# Limitless Classic edition Single coil??



## bjorncoetsee

I love limitless rdta's and just bought the latest classic edition. It does get the postless deck, and velocity deck. But it has no adapter to use for single coil. I dont want to run dual coils as it takes much more battery and juice. 
Also the postless deck only have 2 slots where the wick must go through. So u have to put both coils wicks in the same holes?
So anyone have a suggestion for single coil?


----------



## shaunnadan

single coil through the centre and split the wick 4 ways

will post a pic just now


----------



## Yiannaki

bjorncoetsee said:


> I love limitless rdta's and just bought the latest classic edition. It does get the postless deck, and velocity deck. But it has no adapter to use for single coil. I dont want to run dual coils as it takes much more battery and juice.
> Also the postless deck only have 2 slots where the wick must go through. So u have to put both coils wicks in the same holes?
> So anyone have a suggestion for single coil?

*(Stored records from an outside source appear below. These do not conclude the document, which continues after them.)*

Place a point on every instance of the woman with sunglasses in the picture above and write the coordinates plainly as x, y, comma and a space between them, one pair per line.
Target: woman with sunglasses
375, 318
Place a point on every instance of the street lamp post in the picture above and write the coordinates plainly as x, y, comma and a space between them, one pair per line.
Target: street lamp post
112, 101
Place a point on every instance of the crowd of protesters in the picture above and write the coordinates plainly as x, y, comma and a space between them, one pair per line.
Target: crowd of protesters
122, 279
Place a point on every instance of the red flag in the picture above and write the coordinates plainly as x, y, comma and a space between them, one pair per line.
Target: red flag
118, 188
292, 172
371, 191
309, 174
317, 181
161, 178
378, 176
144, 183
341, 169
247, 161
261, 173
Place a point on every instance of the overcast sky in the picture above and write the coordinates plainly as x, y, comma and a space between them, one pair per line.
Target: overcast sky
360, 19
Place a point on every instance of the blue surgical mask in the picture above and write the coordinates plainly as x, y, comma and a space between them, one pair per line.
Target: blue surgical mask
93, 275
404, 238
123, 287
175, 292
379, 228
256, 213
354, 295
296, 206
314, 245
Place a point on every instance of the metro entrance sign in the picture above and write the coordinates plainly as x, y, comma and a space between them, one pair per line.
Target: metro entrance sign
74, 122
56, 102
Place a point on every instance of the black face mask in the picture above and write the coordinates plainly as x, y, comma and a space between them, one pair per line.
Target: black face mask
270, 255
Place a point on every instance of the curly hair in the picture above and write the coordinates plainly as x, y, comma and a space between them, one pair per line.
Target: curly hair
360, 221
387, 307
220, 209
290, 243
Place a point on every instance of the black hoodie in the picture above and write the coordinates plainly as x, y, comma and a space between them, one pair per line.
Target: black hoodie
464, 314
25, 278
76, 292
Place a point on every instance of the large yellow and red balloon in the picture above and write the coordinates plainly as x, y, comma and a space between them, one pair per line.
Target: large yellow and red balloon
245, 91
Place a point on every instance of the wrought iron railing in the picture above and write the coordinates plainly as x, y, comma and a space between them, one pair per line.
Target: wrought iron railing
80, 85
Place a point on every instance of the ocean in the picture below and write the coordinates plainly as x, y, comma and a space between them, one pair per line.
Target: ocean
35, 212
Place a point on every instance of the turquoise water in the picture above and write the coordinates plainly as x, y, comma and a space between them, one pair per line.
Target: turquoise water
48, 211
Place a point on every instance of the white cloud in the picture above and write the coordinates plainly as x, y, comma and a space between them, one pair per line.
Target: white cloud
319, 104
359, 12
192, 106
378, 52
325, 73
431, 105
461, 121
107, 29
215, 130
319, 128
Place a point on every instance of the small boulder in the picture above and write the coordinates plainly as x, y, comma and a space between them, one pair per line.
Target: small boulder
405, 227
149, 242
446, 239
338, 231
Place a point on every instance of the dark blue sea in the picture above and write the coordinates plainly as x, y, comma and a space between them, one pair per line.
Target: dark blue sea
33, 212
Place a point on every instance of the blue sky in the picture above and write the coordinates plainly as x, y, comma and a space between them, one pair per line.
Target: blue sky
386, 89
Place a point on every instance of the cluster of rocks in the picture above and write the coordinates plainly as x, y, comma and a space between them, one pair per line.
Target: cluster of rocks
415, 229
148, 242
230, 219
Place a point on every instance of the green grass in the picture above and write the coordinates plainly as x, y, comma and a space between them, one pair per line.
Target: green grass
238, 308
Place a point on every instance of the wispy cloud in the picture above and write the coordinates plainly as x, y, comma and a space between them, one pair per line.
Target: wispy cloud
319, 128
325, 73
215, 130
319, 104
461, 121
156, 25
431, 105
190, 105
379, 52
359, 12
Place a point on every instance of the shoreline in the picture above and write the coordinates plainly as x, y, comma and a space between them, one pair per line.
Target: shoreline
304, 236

Quite disappointing to know it doesn't come with a single coil plug. 

A bit stupid of them to not include it.


----------



## shaunnadan

shaunnadan said:


> single coil through the centre and split the wick 4 ways
> 
> will post a pic just now

Reactions: Like 2 | Useful 1


----------



## shaunnadan

Yiannaki said:


> Quite disappointing to know it doesn't come with a single coil plug.
> 
> A bit stupid of them to not include it.



I agree


----------